Renewable hydrogen is set to play a key role in the UK’s successful transition from fossil fuels, according to RenewableUK.
On 21 May, it published a report, Powering the Future: RenewableUK’s Vision of the Transition, in which it outlined how renewable hydrogen, alongside a substantial expansion of wind energy and other clean power sources, will drive the UK to achieving its climate targets. According to its forecast, low cost renewable power will grow rapidly over the next 10 years, meeting new demand from electric vehicles, low carbon heating, and renewable hydrogen. By 2050, it predicated that renewables will provide over three quarters (76%) of the UK’s power needs.

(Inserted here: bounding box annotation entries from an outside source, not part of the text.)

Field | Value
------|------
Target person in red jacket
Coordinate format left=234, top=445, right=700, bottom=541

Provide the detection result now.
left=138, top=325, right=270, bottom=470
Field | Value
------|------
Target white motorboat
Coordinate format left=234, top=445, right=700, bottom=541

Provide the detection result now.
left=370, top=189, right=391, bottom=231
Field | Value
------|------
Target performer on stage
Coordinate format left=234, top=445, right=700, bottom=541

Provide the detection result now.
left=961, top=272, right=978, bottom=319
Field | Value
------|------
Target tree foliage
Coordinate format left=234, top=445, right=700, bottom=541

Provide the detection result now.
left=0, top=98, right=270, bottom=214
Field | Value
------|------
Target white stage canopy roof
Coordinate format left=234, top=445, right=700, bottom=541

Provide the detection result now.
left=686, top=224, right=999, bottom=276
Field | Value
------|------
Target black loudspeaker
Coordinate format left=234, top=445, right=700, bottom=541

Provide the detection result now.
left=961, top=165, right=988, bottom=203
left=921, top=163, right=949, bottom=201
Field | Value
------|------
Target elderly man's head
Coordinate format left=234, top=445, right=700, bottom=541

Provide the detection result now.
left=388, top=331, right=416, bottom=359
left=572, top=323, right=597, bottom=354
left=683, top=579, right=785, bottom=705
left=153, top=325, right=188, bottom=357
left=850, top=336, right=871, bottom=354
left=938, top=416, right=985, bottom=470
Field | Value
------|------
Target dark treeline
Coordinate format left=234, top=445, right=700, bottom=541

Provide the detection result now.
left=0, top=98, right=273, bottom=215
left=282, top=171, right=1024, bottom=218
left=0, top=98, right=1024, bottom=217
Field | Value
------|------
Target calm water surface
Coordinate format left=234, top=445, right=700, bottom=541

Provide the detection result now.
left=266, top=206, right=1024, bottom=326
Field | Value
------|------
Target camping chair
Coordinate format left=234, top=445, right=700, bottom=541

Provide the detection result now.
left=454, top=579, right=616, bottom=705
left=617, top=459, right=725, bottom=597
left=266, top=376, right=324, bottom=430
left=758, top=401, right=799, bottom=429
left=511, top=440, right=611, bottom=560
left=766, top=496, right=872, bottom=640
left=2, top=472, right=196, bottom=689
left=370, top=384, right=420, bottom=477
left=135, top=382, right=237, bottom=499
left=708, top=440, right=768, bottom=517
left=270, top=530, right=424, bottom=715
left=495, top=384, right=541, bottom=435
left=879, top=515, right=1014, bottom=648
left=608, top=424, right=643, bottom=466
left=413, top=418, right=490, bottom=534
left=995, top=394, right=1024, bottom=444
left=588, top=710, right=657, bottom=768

Green hydrogen was cited as having “huge potential” as a zero carbon alternative to fossil fuels. RenewableUK mapped out how owed to the UK’s mix of high renewable energy capacity and strong climate change policies, renewable hydrogen will likely become cost competitive in the UK faster than anywhere else. Once at this point, renewable hydrogen could then be used in place of gas in factories, especially in heavy industries such as steel making, as well as for heating boilers in homes. Furthermore, green hydrogen could be used to power a turbine in the same way as a combined cycle gas turbine plant currently works, and in hydrogen fuel cells for heavy goods vehicles and shipping.
RenewableUK Chief Economist, and report author, Marina Valls, said: “This is an incredibly exciting time for the energy sector. We’re entering an era of rapid technological change as we move closer towards total decarbonisation, using an even wider range of technologies such as renewable hydrogen alongside more wind, solar, battery storage and – crucially – people participating far more pro-actively in the way our modern energy system operates, making it more flexible.”